04-12-20 03:39:00,
Ach, denkt die alte Frau nach einem längeren Spaziergang im Park, eine Bank wäre jetzt schön. Wie gut, überlegt sie weiter, dass gleich der Spielplatz kommt, wo es besonders viele Bänke gibt.
Doch die alte Frau hat Pech. Wegen des für die Jahreszeit ungewöhnlich warmen Wetters ist nirgendwo etwas frei, und so steuert sie kurz entschlossen auf die nächstgelegene Bank zu, auf der eine junge Frau sitzt. Dabei weiß die alte Frau genau, dass sie nach den derzeit festgelegten Regeln eigentlich gar nicht fragen sollte, ob sie sich dazusetzen darf. Aber was soll man machen, wenn einem die Beine wehtun, und so tut sie es doch.

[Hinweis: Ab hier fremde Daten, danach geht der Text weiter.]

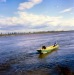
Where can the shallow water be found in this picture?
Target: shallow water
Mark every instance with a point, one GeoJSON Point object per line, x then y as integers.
{"type": "Point", "coordinates": [18, 55]}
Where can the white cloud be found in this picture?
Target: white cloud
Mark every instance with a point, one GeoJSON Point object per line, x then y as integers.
{"type": "Point", "coordinates": [32, 22]}
{"type": "Point", "coordinates": [66, 10]}
{"type": "Point", "coordinates": [2, 0]}
{"type": "Point", "coordinates": [29, 4]}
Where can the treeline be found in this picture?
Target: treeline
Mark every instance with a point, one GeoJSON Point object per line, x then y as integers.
{"type": "Point", "coordinates": [23, 33]}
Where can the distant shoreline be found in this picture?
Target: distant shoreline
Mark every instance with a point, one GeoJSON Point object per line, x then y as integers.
{"type": "Point", "coordinates": [24, 33]}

Zu ihrer großen Erleichterung hat die junge Frau nichts dagegen und macht auch keine Anstalten, von ihr wegzurücken, obwohl beide keine Maske tragen. Auch das ist für die alte Frau ein ermutigendes Zeichen, aber sicherheitshalber belässt sie es nicht bei einem Dankeschön, sondern fügt hinzu: „Ich hoffe, dass ich Sie mit meiner Bitte jetzt nicht in Verlegenheit gebracht habe.“
Gänzlich unerwartet lacht die junge Frau kurz auf, aber es ist ein bitteres Lachen, das nach Resignation oder großem Kummer klingt. So ähnlich hört sich auch die Antwort der jungen Frau an, als sie sagt: „Du meine Güte, nein! Da machen Sie sich mal bloß keine Sorgen! Ich hab keine Angst vor einer Ansteckung, aber ich hab große Angst vor dem, was uns nach Corona blüht.“
„Wollen Sie damit sagen“, erwidert die von den heftig gesprochenen Worten leicht erschrockene alte Frau, „dass Sie die Maßnahmen für schlimmer halten als die Krankheit selbst?“ Noch während sie diese Frage stellt, merkt die alte Frau, dass sie heimlich auf eine Bestätigung hofft, weil das ihrer eigenen, aber von anderen zumeist nicht geteilten Sicht der Dinge entsprechen würde. Und sie wird nicht enttäuscht.
„Genau so isses!“, bejaht die junge Frau im Brustton der Überzeugung und fügt hinzu: „Ich bestreite ja gar nicht, dass es diese Krankheit gibt und dass Menschen daran qualvoll sterben können, aber wegen des Besuchsverbots müssen die Kranken jetzt auch noch völlig einsam sterben. Dabei steht noch nicht einmal fest, wie sinnvoll ein solch brutales Vorgehen überhaupt ist. Jedenfalls habe ich erst kürzlich gelesen, dass der für Covid-19 zuständige WHO-Gesandte schon Anfang Oktober in einem Interview sinngemäß gesagt hat, dass ein Lockdown höchstens in der Anfangszeit angebracht sein kann.